Stanley probably has cancer.

His liver is affected and I took him for an ultrasound to the hospital, but in the end, after two consultations, decided not to do more tests. The doctor said the liver was functioning pretty well, affected secondarily by cancer elsewhere in the body. At this late age and given the seizures he’s had, it’s probably in the brain. We could do a whole lot of tests to find where it is. The first batch alone would cost us some $750, and they would not be conclusive.

“I just want to get enough diagnostic information to enable me to take good care of him,” I told the doctor.

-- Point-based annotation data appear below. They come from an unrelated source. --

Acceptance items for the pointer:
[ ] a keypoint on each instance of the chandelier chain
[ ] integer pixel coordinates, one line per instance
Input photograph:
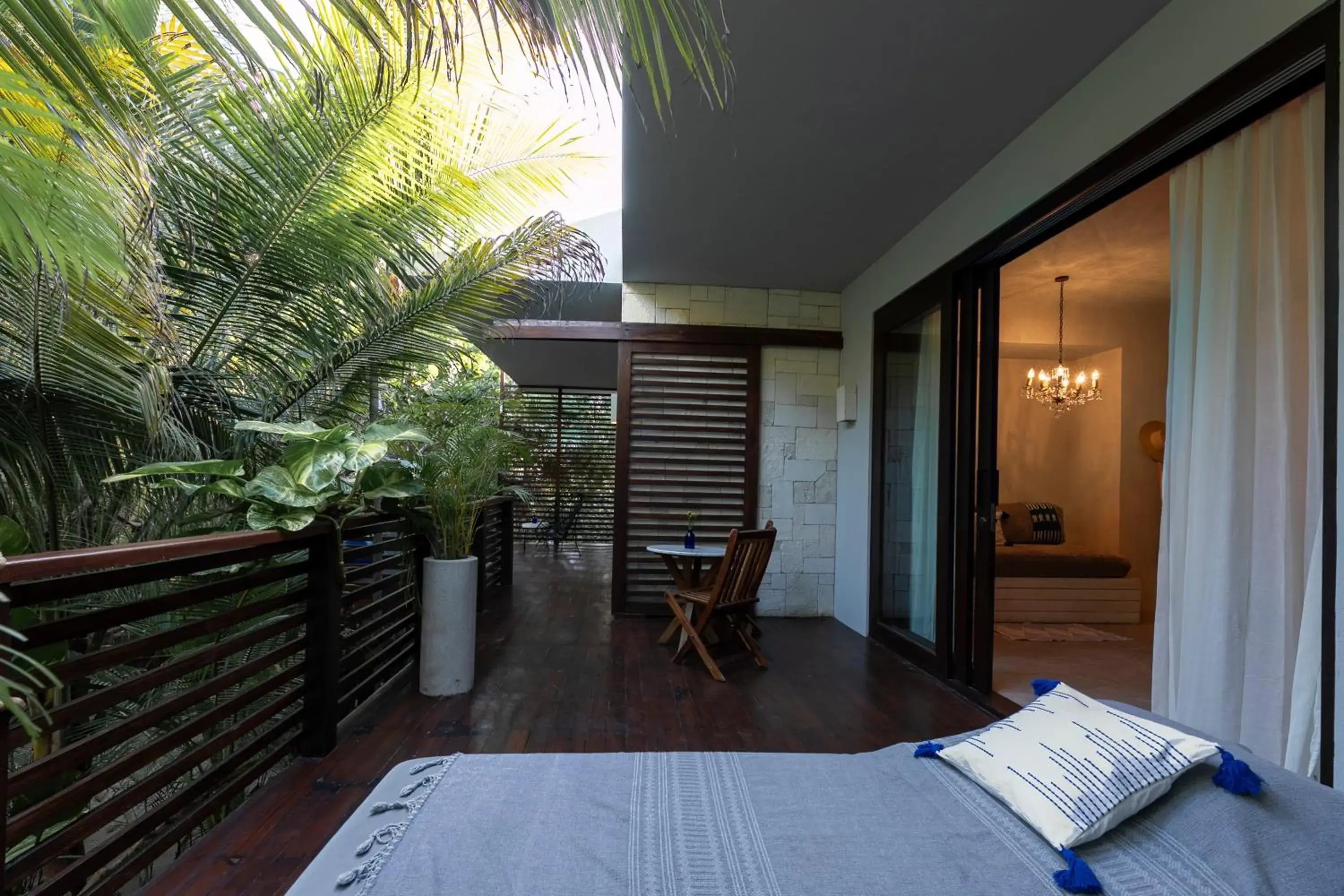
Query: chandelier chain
(1061, 323)
(1058, 389)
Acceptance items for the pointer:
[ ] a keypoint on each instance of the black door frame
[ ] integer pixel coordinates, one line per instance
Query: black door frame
(1303, 58)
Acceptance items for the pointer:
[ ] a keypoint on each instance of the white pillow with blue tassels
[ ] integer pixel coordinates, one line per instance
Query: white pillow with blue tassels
(1073, 769)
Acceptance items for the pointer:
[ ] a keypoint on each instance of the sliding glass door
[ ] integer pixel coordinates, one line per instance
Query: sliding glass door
(913, 389)
(913, 408)
(932, 590)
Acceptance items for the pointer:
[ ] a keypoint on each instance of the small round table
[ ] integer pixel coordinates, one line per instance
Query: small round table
(687, 569)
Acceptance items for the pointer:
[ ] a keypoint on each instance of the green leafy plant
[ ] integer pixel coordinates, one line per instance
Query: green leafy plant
(323, 470)
(23, 679)
(470, 454)
(13, 538)
(459, 470)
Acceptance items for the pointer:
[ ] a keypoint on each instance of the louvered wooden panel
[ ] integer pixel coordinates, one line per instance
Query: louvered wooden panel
(689, 441)
(574, 453)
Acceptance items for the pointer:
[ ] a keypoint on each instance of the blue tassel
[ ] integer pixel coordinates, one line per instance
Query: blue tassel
(1078, 878)
(1236, 777)
(1041, 687)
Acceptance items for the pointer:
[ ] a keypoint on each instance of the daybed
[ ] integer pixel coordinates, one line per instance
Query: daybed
(1057, 582)
(878, 824)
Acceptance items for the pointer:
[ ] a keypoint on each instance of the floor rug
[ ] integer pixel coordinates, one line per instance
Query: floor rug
(1054, 632)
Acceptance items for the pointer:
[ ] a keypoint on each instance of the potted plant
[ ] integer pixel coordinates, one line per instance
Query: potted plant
(461, 468)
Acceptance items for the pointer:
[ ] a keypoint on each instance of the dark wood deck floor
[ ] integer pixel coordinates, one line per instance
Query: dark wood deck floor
(556, 673)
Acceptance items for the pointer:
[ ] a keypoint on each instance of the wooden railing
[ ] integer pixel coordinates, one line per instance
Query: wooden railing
(494, 546)
(190, 671)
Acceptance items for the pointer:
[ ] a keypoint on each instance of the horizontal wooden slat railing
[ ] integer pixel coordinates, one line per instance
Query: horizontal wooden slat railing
(190, 671)
(494, 548)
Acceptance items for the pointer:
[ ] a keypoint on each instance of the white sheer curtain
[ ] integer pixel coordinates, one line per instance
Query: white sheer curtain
(1237, 641)
(924, 465)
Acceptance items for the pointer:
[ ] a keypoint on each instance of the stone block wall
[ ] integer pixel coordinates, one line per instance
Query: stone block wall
(797, 473)
(729, 307)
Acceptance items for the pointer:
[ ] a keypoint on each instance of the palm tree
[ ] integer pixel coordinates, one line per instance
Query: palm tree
(287, 236)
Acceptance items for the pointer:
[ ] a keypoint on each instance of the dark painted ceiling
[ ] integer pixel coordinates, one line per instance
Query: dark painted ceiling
(851, 121)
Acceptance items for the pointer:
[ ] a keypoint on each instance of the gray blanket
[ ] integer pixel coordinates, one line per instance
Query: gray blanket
(791, 824)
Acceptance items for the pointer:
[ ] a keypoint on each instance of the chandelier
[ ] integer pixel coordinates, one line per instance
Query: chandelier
(1058, 389)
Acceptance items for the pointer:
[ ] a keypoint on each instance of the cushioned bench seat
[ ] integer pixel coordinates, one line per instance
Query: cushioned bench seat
(1057, 562)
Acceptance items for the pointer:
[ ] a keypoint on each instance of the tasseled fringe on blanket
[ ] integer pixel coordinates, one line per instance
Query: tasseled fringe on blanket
(357, 874)
(1236, 777)
(1041, 687)
(381, 836)
(412, 788)
(1077, 878)
(378, 809)
(386, 836)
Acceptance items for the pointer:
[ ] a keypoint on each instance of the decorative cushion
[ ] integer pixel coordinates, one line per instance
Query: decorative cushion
(1073, 769)
(1000, 539)
(1034, 523)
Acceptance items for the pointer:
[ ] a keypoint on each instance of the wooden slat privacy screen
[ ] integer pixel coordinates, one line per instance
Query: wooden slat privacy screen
(689, 440)
(574, 454)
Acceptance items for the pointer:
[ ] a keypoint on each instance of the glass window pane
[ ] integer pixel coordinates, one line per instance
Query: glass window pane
(910, 477)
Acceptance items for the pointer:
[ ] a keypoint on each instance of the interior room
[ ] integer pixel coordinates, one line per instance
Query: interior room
(1077, 601)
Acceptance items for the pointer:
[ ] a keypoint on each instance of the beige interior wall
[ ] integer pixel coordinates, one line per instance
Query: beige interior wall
(1073, 460)
(1090, 457)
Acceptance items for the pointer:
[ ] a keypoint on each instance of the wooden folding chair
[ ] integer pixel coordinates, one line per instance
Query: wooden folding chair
(729, 598)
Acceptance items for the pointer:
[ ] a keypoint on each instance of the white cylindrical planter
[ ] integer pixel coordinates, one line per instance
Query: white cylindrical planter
(448, 628)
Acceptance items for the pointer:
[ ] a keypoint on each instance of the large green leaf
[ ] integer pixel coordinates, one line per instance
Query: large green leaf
(230, 488)
(363, 454)
(307, 431)
(182, 468)
(314, 465)
(264, 516)
(13, 538)
(277, 485)
(394, 433)
(388, 481)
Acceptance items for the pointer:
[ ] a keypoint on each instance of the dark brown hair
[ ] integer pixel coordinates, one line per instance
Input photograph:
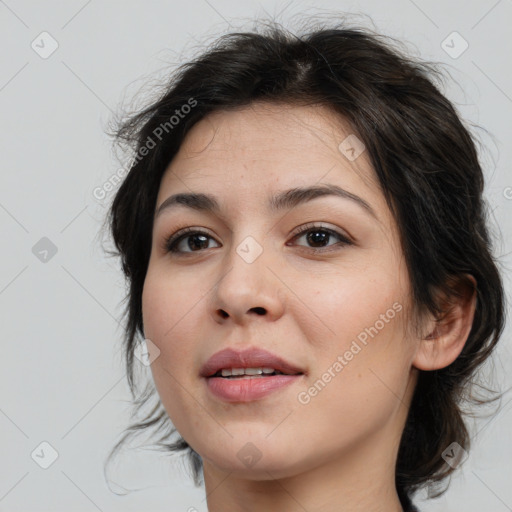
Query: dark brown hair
(425, 160)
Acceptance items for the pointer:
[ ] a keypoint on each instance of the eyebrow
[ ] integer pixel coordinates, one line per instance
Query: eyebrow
(283, 200)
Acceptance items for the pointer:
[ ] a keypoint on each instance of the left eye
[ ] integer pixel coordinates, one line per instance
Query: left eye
(319, 235)
(197, 240)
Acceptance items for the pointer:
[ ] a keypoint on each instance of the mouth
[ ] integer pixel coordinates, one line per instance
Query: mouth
(248, 375)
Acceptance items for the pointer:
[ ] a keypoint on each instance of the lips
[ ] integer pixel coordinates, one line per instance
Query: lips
(248, 358)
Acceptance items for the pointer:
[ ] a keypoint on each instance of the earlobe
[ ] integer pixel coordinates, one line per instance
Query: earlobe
(447, 336)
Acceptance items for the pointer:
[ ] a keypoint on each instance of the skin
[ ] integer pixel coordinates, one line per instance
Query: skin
(338, 451)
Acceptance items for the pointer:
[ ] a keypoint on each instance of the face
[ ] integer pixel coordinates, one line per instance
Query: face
(320, 282)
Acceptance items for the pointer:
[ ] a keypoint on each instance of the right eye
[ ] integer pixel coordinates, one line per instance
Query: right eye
(196, 240)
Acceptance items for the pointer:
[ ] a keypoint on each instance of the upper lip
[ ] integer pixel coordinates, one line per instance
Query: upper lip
(248, 358)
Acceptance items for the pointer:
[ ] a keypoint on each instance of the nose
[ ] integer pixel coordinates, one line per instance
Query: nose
(248, 286)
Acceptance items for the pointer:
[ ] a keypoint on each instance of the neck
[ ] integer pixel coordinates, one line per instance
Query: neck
(350, 482)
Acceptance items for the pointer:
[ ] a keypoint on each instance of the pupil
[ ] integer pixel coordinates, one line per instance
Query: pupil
(197, 246)
(312, 238)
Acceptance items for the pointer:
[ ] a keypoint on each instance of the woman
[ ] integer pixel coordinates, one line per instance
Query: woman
(303, 233)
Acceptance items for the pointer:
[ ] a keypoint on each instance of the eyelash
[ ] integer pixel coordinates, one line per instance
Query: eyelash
(171, 242)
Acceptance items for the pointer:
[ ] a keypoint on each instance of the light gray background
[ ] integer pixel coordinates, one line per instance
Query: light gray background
(61, 378)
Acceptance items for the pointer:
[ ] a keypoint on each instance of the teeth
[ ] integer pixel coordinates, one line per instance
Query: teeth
(228, 372)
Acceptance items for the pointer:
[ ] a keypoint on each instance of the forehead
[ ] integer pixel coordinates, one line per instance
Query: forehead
(265, 147)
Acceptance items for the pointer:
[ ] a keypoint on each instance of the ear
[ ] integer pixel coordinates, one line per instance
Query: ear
(447, 336)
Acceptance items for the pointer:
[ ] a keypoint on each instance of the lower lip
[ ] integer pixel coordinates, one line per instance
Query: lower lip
(248, 389)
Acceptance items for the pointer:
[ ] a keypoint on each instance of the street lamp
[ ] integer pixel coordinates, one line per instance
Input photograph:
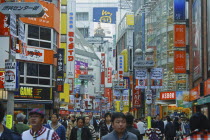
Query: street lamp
(148, 64)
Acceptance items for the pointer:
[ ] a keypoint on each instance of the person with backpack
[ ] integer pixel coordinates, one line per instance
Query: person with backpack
(170, 132)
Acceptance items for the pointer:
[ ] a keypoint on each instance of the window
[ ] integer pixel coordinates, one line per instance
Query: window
(84, 32)
(82, 16)
(38, 74)
(42, 37)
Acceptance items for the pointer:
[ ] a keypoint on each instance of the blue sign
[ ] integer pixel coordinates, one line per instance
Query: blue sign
(105, 14)
(179, 10)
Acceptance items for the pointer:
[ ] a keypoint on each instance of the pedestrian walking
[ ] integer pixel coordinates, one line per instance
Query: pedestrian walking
(38, 131)
(70, 126)
(141, 127)
(170, 132)
(5, 133)
(106, 126)
(200, 127)
(91, 127)
(57, 126)
(80, 132)
(20, 127)
(119, 125)
(130, 127)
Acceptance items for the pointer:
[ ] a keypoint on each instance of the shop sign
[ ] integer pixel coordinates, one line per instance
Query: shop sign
(207, 87)
(179, 61)
(60, 70)
(179, 35)
(2, 76)
(179, 10)
(195, 93)
(36, 93)
(170, 95)
(11, 75)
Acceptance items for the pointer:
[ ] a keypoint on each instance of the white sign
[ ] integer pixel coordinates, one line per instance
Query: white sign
(11, 77)
(141, 73)
(12, 26)
(70, 63)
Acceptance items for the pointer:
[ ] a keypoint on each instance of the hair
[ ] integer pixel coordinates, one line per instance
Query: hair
(117, 115)
(107, 114)
(199, 121)
(81, 118)
(56, 115)
(129, 118)
(2, 111)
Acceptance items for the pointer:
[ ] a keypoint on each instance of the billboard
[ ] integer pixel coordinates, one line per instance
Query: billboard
(105, 14)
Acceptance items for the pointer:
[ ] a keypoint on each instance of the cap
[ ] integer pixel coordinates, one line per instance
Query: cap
(20, 117)
(37, 111)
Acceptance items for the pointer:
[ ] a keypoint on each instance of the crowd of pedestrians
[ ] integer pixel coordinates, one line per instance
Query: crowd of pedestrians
(114, 126)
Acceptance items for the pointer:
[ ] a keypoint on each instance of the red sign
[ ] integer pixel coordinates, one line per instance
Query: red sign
(170, 95)
(207, 87)
(109, 75)
(136, 98)
(2, 79)
(180, 35)
(179, 61)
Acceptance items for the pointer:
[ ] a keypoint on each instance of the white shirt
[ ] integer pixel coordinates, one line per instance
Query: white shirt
(141, 127)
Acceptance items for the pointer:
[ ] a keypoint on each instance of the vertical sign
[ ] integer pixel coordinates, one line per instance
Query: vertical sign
(102, 72)
(11, 75)
(179, 10)
(70, 64)
(180, 35)
(60, 70)
(109, 75)
(120, 67)
(179, 61)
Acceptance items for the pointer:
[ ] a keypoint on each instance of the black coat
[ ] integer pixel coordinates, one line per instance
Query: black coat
(86, 134)
(104, 130)
(134, 131)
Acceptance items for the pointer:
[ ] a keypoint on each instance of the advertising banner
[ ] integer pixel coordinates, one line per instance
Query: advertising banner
(156, 78)
(179, 10)
(195, 93)
(70, 63)
(36, 93)
(60, 70)
(169, 95)
(11, 75)
(196, 39)
(136, 98)
(179, 61)
(207, 87)
(105, 14)
(179, 35)
(2, 76)
(182, 97)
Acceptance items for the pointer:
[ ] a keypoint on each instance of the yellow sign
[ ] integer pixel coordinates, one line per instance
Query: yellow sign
(9, 121)
(130, 19)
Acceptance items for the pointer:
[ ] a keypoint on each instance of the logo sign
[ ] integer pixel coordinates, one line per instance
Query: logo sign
(70, 72)
(179, 61)
(11, 75)
(179, 10)
(60, 70)
(180, 35)
(105, 14)
(141, 74)
(23, 9)
(144, 63)
(170, 95)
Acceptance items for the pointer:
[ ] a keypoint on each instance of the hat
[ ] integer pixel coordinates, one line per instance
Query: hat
(20, 117)
(37, 111)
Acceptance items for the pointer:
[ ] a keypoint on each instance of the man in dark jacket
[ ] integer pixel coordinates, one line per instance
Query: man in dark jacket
(106, 127)
(6, 134)
(130, 128)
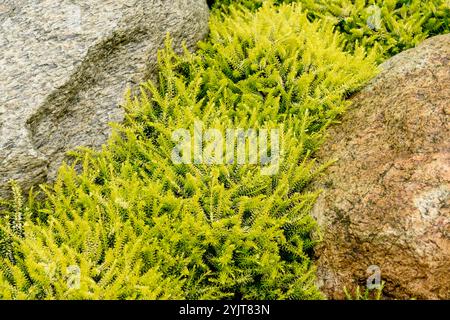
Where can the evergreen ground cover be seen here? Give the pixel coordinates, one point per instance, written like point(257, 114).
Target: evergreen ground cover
point(127, 222)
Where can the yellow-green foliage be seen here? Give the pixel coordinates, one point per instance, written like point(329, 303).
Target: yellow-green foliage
point(388, 26)
point(139, 227)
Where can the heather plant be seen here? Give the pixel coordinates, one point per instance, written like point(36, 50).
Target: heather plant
point(128, 223)
point(387, 26)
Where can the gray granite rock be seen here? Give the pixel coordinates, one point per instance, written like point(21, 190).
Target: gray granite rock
point(64, 67)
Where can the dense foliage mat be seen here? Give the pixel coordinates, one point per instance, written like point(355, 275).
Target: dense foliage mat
point(388, 26)
point(131, 224)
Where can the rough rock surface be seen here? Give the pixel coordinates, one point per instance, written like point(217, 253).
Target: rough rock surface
point(386, 202)
point(65, 66)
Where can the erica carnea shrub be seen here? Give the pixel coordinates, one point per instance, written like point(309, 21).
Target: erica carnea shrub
point(388, 26)
point(134, 225)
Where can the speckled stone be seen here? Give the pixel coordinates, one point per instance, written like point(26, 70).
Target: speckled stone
point(64, 67)
point(386, 201)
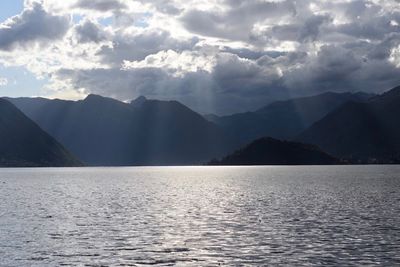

“We could do the ultrasound of his abdomen and an x-ray of his lungs just for your peace of mind,” said the technician. “People like to know.”

“I have peace of mind,” I told her, and I meant every word. “I just want enough knowledge to help me take care of him.”

The doctor agreed, and I drove back home with anti-seizure and anti-twitching medicine. “At some point the seizures will start again,” the doctor warned me, “and even though you could increase the dosage of the medication, they’ll be harder and harder to control.”

On the way back Stanley was as happy and healthy-looking as could be, as usual looking out the window.

“You don’t have to let the White Plum Asanga of teachers know about this, one thing less for you to do,” he said kindly. “I’m a humble pooch, after all.”

“Ha!” Then I added, “I wonder what the Man will say when he hears this.”

Stanley couldn’t care less. Too busy looking out the window, too busy loving life. He’d fought me all the way to the hospital, refusing to leave the house, refusing to get into the car, refusing to get out of the car, and I dragged him all the way in the hard rain. But now he happily contemplated trees.

“You know, Stanley, you are one sick dog,” I told him in the rearview mirror. “The doctor even mentioned euthanasia.”

He wasn’t listening. In the last 2 years he hasn’t heard a word I said and has always managed to give the perfect response.

It’s not just seizures. He totters most of the time, stumbling over his back legs like someone drunk, going off into corners, bumping into chair legs, losing his balance. And then looks out the window in love with the world.